Enchilada hasn't been actively worked on in about 8 years. In fact, we haven't done a release or even rebuilt it during that time. It needs help. I suspect the last time we built a release we were using Java 5 or 6. The first step in this project will simply be to revive Enchilada, get it building with modern development tools, and with current versions of Java.
Enchilada uses a database system to store all of its data within. Currently, it uses Microsoft SQL Server. We made the choice to go with SQL Server back when the project first started, which was a very long time ago. At the time, we tried a few different systems, and on the Windows platform (which is where our users were), SQL Server was clearly faster than the alternatives that we tried. That said, there are a number of disadvantages associated with SQL Server. It's costs additional money; it requires a separate install since we can't bundle it with Enchilada; and it prevents Enchilada from working on Macs.
Since we made the choice to go with SQL Server back in 2005, the database world has changed pretty dramatically. A variety of NoSQL database systems have appeared and surged in popularity; and can in some situations be considerably faster. The existing open source relational database alternatives to SQL Server have also gotten much faster.
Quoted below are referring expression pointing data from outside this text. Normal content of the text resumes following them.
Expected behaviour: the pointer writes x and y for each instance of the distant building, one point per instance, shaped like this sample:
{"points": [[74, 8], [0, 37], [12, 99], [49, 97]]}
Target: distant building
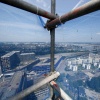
{"points": [[25, 57], [92, 95], [74, 68], [17, 84], [0, 72], [88, 66], [10, 60]]}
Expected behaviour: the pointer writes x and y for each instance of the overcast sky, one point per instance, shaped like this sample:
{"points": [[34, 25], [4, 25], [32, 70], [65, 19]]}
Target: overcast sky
{"points": [[20, 26]]}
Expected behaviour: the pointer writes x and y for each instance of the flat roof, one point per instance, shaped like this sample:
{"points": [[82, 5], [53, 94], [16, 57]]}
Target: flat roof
{"points": [[26, 53], [9, 54]]}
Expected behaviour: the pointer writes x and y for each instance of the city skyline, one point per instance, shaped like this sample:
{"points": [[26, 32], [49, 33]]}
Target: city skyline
{"points": [[20, 26]]}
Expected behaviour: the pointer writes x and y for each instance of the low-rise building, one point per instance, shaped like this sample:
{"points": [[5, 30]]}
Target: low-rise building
{"points": [[10, 60]]}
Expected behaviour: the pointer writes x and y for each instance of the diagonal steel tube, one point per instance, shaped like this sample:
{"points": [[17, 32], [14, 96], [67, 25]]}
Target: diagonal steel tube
{"points": [[29, 7], [89, 7], [31, 89], [60, 91], [52, 34]]}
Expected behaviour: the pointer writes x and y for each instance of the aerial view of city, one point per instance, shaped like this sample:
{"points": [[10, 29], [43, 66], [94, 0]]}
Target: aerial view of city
{"points": [[49, 57]]}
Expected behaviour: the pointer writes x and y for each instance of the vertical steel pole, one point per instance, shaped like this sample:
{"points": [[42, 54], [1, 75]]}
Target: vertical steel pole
{"points": [[52, 33]]}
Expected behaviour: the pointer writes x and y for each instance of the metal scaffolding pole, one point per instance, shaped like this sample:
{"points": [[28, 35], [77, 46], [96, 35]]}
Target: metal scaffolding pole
{"points": [[29, 7], [63, 95], [31, 89], [89, 7], [52, 34]]}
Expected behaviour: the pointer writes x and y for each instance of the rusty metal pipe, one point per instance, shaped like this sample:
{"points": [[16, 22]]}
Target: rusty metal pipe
{"points": [[29, 7], [89, 7], [31, 89]]}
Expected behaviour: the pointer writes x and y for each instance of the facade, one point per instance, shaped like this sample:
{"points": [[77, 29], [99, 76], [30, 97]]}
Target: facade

The main goal of this project will be to learn about how a variety of open-source database systems work (both relational and NoSQL), how to tune them, how to optimize them, and to implement each one within Enchilada to see if performance can be improved. If all goes well, the hope is to release a new modern updated version of Enchilada that instead uses a faster open-source database instead of SQL Server. Regardless, the real point of this project is to use Enchilada as a base on which to do a comparative study of database systems. By the time you're done with this project, as a team you'll have a wealth of experience in setting up, implementing, comparing, and understanding a variety of cutting-edge database tools.
You'll be expected to produce the following deliverables associated with your project:
CS 334 (Database Systems) isn't required to work on this project, but it would help a lot.
The user community for Enchilada is generally only interested in running it on Windows, and so we have only done releases targeting that operating system. It is true that the Enchilada is written in Java, so in principle it could run on other platforms, but the user interface code has been tweaked fairly heavily to work optimally under Windows. It will not run well (currently) elsewhere, though that might be fixed. Likewise, SQL Server requires Windows (or apparently also Linux, though we haven't tried it.) SQL Server will not run on Mac OS.
This project will therefore require significant development work to be done on the Windows operating system. This can be done in our labs (we can set up computers in CMC 307), or on your own laptop if you have one that runs Windows. Porting Enchilada to work on Mac is an option (see above), but you should expect that this would take time. The key benchmarks against SQL Server would regardless need to be done on Windows computers.